Adrenaline administration should be considered and is indicated in cases of severe and persistent (over two minutes) bradycardia or asystole. A dose of 0.01 to 0.03mg/kg intravenously (IV) or intraosseously (IO) is recommended. Dilution of adrenaline can be used to make dosing more accurate. Atropine is ineffective in neonates and may increase oxygen demand. It is therefore omitted from newborn resuscitation strategies (Grundy, 2006).

There are multiple routes to administer medication in newborn resuscitation. The intravascular space can be accessed by catheterisation of the jugular or the umbilical vein/artery. The jugular can be catheterised with a standard peripheral catheter and is secured using wings made of tape and sutured to the skin.

The umbilicus has a single umbilical vein with paired umbilical arteries encircling it. This makes the umbilical vein easy to catheterise and provides a means of drug and fluid administration. Thrombosis of this vein may prevent its use. Inadvertent catheterisation of the thicker and more constricted umbilical artery is unlikely to be detrimental for the short-term administration of life-saving agents (Moon et al., 2001). Placement of an umbilical IV catheter must be short-term and the catheter must not advance more than 1 to 2cm into the newborn to avoid entry into the portal vasculature. Drugs delivered via the umbilicus must be flushed to ensure entry into systemic circulation.

The IO route is another means of accessing systemic circulation and can be achieved with a spinal or hypodermic needle due to the soft bones of a newborn. The trochanteric fossa at the head of the femur is a common IO location.

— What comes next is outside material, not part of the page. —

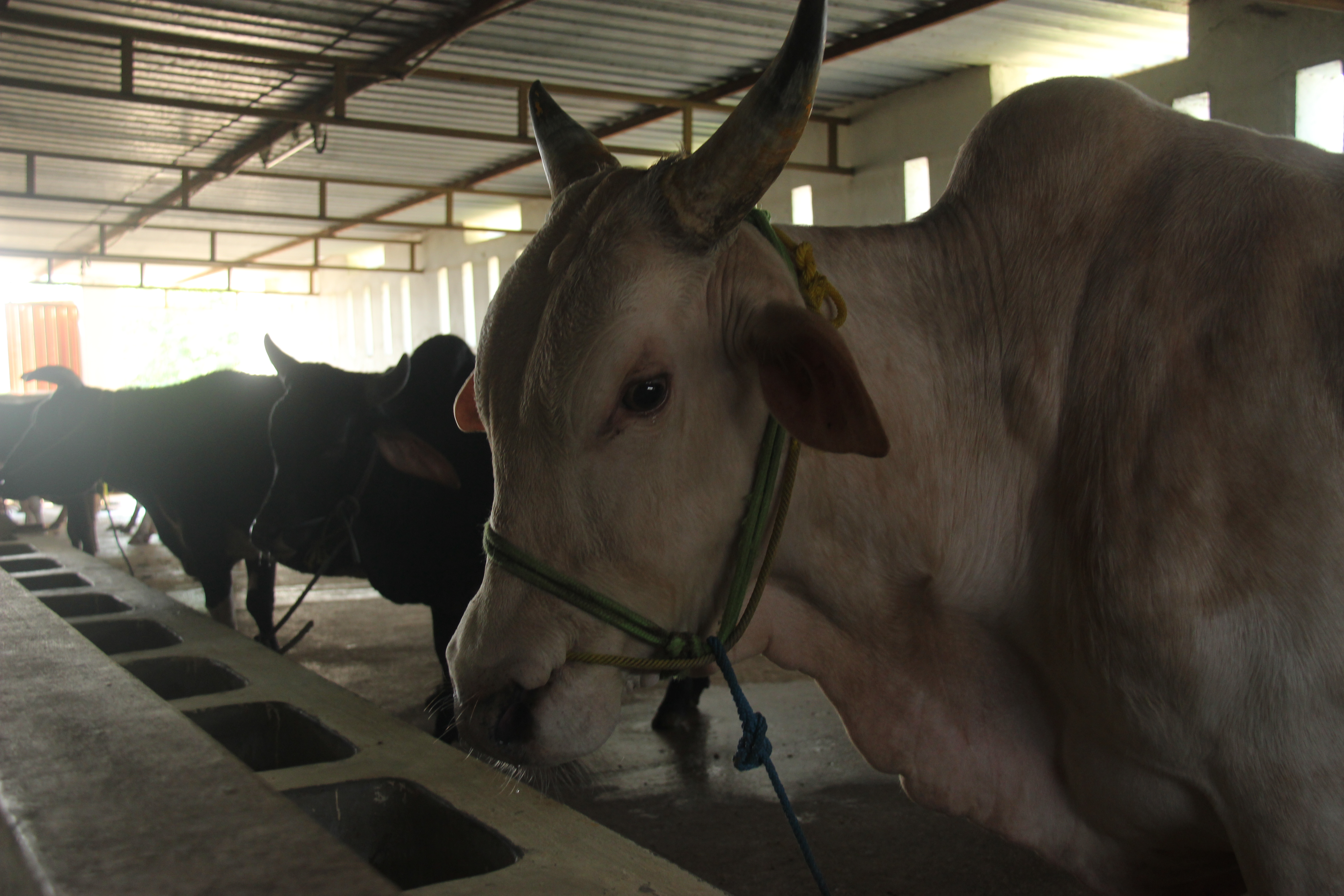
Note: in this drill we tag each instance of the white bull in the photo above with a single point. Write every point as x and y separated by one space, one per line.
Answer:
1092 598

If intubated, lipid-soluble drugs such as adrenaline and naloxone can be administered via the endotracheal tube. Doses should be doubled and diluted to aid absorption.  Sublingual drug absorption is thought to be greater in the neonate due to increased blood flow to the head and brain. However, rescue drugs such as adrenaline cause local vasoconstriction and any drug absorption requires adequate circulation which is often lacking or absent during newborn resuscitation (Grundy, 2006). IV/IO routes are preferred.



Hypothermia is common in neonates due to various maternal and environmental factors. Hypothermia causes bradycardia, hypoxia and metabolic acidosis, which may limit the efficacy of resuscitation. Ensuring the newborns are rapidly dried will limit heat loss via evaporation. Warm dry towels, “hot hands” (ie gloves filled with warm water), hot water bottles, heat pads and hot air devices (eg Bair Hugger or hair dryers) can all be used. Warm water baths (37˚C) have been advocated to rapidly improve core body temperature (Davidson, 2014). One should aim to warm a newborn to approximately 37.2˚C.


Hypoglycaemia is common following stressful delivery and can hamper resuscitation. Glucose can be given empirically to non-vigorous newborns and should be given during prolonged resuscitation or following cardiac arrest (Boller, 2022). Oral glucose may be beneficial, but intravenous glucose at a dose of 0.25 to 0.5g/kg diluted to a volume of 2 to 4ml/kg is most effective (Moon et al., 2001).

Duration of efforts

Newborn resuscitation should be continued for at least 30 minutes in spite of extreme bradycardia and no spontaneous breathing. Survival from such extremes is possible but leaves neonates vulnerable to sepsis and premature death, with an estimated 50 percent of mortality within the first three days of life being linked to hypoxia, bradycardia and malnutrition (Peterson, 2010).


Successful resuscitation is immensely rewarding for the individual, team and pet owner. Using the strategies described in this article, we can hope for improved newborn survival in the future.